Through 2007, the U.S. retained its lead in number of RFID projects but China leapt from number five to number three, overtaking Japan and Germany, analysts say. There are a vast number of new RFID projects in China that will take up the slack now that the glory days of the national ID card are over.

Chinese projects are hugely varied from pigs to mail bags and the prospect of having to tag 150 million pet dogs and 2.4 billion pigs yearly by law. Maybe the 37.5 billion cigarette packets produced every year will be RFID tagged.

In number of projects, the financial, security, and safety sector was the biggest at about 19 percent of the cumulative projects in 2007, analysts say. Passports drove this segment, and RFID financial cards all moving ahead strongly.
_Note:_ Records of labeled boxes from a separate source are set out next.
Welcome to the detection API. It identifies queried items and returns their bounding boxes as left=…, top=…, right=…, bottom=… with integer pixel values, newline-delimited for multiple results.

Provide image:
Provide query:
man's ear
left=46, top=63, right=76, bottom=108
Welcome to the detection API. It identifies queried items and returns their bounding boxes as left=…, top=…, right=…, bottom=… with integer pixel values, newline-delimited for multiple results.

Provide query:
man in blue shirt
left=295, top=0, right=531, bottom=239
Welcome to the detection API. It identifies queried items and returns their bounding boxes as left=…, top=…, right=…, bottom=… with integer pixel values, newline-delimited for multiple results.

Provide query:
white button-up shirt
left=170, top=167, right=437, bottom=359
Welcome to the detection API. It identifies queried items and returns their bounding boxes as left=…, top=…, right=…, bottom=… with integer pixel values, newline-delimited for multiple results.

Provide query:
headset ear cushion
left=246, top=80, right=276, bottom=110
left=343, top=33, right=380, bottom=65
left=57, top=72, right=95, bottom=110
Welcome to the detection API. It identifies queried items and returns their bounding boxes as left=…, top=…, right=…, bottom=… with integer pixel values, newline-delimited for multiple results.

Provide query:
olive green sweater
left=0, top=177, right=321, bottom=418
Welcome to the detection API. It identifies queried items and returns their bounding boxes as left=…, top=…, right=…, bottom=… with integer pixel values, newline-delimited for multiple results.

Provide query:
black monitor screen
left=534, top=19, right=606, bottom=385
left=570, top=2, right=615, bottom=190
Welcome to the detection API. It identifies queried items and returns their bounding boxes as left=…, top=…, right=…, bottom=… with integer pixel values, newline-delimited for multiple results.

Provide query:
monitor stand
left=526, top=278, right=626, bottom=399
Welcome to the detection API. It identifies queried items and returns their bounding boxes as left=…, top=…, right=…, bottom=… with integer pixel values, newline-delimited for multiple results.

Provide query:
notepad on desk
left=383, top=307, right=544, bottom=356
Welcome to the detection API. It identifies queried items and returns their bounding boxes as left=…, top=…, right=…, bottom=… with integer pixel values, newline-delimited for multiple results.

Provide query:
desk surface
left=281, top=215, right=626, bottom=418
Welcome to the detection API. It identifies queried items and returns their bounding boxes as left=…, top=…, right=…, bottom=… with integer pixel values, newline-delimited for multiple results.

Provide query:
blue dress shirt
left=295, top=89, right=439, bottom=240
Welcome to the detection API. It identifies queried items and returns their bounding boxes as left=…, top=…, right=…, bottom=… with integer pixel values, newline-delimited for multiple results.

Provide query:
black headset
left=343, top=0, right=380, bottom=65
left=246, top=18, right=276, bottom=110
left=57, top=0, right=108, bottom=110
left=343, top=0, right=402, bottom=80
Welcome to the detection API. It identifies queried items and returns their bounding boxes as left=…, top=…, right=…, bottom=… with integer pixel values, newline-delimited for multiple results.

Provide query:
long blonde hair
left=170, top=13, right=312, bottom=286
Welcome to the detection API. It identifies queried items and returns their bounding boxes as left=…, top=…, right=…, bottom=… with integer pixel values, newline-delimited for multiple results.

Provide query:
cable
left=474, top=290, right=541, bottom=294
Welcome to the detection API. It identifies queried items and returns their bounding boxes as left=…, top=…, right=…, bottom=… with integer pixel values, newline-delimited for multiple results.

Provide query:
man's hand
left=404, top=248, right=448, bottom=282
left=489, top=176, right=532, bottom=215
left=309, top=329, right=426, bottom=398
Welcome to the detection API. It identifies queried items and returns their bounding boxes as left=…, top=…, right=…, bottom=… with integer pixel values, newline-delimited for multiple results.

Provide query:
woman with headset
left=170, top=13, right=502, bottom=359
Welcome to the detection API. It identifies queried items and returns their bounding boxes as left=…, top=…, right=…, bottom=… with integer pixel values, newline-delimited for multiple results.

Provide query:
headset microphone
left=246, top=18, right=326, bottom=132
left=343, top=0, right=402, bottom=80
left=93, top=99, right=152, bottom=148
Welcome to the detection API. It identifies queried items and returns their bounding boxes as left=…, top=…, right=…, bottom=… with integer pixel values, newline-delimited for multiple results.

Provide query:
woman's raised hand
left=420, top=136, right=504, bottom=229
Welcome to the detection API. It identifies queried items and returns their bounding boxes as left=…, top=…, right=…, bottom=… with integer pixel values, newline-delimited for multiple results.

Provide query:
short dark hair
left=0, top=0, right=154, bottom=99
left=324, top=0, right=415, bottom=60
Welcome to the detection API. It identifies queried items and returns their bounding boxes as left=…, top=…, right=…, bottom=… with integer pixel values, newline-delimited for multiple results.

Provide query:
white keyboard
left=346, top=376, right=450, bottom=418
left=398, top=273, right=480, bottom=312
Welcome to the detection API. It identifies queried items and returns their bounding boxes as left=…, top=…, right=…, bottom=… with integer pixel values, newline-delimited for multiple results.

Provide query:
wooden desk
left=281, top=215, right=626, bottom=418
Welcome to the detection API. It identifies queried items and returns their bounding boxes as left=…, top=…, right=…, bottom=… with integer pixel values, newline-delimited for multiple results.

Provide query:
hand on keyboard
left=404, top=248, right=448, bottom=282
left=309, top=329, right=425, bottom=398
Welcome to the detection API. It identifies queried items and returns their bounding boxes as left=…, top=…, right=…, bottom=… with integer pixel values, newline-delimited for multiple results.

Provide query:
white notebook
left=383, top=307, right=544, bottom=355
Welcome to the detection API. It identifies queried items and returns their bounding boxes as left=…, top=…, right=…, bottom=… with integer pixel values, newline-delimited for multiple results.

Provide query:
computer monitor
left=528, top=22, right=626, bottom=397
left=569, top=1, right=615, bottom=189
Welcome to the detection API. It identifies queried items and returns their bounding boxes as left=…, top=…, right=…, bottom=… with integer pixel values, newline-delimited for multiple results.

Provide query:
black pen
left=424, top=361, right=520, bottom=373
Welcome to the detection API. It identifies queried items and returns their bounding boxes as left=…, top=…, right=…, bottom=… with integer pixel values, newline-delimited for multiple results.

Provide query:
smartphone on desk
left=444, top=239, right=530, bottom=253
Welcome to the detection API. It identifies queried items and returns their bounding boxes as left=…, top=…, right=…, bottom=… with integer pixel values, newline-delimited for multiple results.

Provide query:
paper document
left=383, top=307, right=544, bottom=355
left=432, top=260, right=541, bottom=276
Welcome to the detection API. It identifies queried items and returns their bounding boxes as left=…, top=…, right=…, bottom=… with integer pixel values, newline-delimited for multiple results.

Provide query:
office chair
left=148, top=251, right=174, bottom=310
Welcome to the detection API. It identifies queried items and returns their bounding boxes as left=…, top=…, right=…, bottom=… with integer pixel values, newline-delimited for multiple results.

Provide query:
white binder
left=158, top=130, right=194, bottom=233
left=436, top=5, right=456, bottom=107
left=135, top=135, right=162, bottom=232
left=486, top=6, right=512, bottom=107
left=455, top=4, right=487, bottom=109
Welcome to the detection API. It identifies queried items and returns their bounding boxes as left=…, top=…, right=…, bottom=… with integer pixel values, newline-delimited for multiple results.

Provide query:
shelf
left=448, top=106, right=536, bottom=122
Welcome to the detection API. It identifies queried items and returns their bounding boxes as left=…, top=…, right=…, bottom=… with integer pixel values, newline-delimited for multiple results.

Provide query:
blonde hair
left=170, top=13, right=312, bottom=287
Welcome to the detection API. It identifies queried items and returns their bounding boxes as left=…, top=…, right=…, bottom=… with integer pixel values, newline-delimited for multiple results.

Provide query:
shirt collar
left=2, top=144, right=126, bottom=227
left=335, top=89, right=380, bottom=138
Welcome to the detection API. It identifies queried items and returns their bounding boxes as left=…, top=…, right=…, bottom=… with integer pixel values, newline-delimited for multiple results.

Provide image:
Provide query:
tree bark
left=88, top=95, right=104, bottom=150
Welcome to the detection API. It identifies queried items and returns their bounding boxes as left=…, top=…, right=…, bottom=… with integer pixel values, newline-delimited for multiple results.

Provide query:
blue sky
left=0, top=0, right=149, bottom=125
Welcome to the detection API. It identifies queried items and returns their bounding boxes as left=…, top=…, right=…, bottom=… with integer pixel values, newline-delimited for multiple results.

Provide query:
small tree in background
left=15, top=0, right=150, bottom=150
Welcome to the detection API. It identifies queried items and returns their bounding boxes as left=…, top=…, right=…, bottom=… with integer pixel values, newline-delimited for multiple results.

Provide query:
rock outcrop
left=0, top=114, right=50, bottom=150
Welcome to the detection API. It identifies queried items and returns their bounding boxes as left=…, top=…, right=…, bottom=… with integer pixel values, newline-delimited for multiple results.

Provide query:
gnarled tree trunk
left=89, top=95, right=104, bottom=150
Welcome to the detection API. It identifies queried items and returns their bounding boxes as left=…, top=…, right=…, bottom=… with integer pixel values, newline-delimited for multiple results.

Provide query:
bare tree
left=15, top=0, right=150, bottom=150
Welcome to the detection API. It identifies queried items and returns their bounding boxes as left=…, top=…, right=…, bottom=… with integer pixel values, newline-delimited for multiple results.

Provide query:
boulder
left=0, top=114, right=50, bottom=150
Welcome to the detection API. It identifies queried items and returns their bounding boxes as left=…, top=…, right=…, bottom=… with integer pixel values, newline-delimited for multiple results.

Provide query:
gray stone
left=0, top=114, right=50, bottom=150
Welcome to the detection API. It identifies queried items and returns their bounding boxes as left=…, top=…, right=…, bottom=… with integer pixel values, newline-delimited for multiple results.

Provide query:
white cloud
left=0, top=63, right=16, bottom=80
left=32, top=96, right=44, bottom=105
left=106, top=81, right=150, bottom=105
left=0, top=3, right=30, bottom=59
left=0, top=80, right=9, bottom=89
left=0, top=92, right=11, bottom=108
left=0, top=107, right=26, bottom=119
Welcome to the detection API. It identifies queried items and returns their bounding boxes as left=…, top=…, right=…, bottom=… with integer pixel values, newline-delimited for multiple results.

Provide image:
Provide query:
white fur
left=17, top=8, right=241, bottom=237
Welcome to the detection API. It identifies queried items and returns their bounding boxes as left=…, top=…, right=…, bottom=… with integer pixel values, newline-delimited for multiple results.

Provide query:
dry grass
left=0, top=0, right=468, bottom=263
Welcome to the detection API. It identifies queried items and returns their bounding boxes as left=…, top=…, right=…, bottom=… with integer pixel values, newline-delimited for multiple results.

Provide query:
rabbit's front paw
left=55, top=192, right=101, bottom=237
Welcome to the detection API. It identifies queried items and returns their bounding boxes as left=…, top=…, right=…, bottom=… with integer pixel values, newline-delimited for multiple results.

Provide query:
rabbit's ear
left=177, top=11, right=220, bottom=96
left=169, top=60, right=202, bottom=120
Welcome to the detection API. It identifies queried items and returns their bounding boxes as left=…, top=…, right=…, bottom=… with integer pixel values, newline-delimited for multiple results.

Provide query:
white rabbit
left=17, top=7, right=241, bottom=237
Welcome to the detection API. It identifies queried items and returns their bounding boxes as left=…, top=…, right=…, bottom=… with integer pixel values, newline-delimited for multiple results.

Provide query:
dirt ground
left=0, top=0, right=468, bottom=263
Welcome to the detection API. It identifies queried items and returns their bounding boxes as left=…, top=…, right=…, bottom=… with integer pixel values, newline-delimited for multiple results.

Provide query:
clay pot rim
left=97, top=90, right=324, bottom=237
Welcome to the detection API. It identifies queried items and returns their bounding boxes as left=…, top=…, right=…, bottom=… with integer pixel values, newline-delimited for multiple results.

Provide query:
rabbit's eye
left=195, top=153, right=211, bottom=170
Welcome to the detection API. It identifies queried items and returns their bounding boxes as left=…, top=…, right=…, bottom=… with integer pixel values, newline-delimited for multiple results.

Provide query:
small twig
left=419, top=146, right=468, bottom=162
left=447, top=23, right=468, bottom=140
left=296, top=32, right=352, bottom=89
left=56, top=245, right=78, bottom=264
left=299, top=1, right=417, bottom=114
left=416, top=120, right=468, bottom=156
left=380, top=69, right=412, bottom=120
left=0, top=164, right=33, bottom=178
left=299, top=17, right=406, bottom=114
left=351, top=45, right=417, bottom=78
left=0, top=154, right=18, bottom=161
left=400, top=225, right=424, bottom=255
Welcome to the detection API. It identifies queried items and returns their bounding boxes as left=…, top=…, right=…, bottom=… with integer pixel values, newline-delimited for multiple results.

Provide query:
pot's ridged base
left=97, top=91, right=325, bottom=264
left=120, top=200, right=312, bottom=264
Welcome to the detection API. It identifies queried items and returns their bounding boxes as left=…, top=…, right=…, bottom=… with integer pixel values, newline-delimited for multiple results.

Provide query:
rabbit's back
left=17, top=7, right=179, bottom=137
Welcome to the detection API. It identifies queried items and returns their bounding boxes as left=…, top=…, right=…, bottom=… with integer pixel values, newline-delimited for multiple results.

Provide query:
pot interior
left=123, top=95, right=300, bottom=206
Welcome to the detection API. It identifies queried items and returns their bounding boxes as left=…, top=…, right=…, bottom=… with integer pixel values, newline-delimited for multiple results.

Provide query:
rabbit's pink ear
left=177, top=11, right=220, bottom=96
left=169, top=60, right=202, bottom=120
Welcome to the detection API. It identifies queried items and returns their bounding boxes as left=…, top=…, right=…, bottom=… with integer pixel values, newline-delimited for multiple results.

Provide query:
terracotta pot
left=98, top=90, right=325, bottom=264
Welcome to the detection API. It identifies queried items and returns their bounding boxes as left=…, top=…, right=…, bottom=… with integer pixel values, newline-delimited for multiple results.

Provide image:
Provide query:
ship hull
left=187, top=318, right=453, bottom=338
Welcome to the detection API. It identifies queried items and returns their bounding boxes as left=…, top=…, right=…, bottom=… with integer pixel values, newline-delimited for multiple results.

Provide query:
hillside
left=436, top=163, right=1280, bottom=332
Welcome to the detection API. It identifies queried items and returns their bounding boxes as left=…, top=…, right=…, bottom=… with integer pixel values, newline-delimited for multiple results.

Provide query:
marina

New adoption of RFID tickets, secure access, RFID-enabled phones and other applications also helped this sector.

After that came the passenger transport, automotive sector with 13 percent of all projects cumulatively. Those percentages were the same as in 2006.

Just one application sector took significantly more of the pie by the end of 2007. It was health care. This was predicted in 2006 but it did not happen for the reason given—widespread tagging of drugs for anti-counterfeiting purposes. Many were in favor of the half measure of 2D bar codes for singulation.

The vibrant growth of RFID in the health care sector was mainly due to real time location systems (RTLS) on staff and assets, particularly those using existing WiFi systems in hospitals.

By the end of 2007, the RFID tagging of people had jumped from 8 percent to 11 percent of all projects cumulatively, which enabled mother-baby mismatches and baby theft to be reduced, pedophiles to be controlled, prisoner escapes prevented, and severe diabetics getting correct treatment.

Active RFID accounted for about 13 percent of all RFID expenditure in 2007, but this figure was depressed by the huge Chinese national ID card scheme, which involves passive RFID.

Active RFID will now be powered by two waves. RTLS is the first wave, with 2007 seeing the first major deliveries, including about 100 health care facilities adopting RTLS. Ubiquitous Sensor Networks will be the second wave but it has yet to begin in any serious manner.

The leading frequency in 2007 remained HF (13.56 MHz) because so many of these projects were huge, from 25 million library books and 16 million travel cards in Beijing to the $6 billion Chinese ID card. In fact, HF RFID just to the ISO14443 specification was responsible for about 10 times the expenditure on RFID to any other specification, with large new applications added such as passports and RFID enabled phones.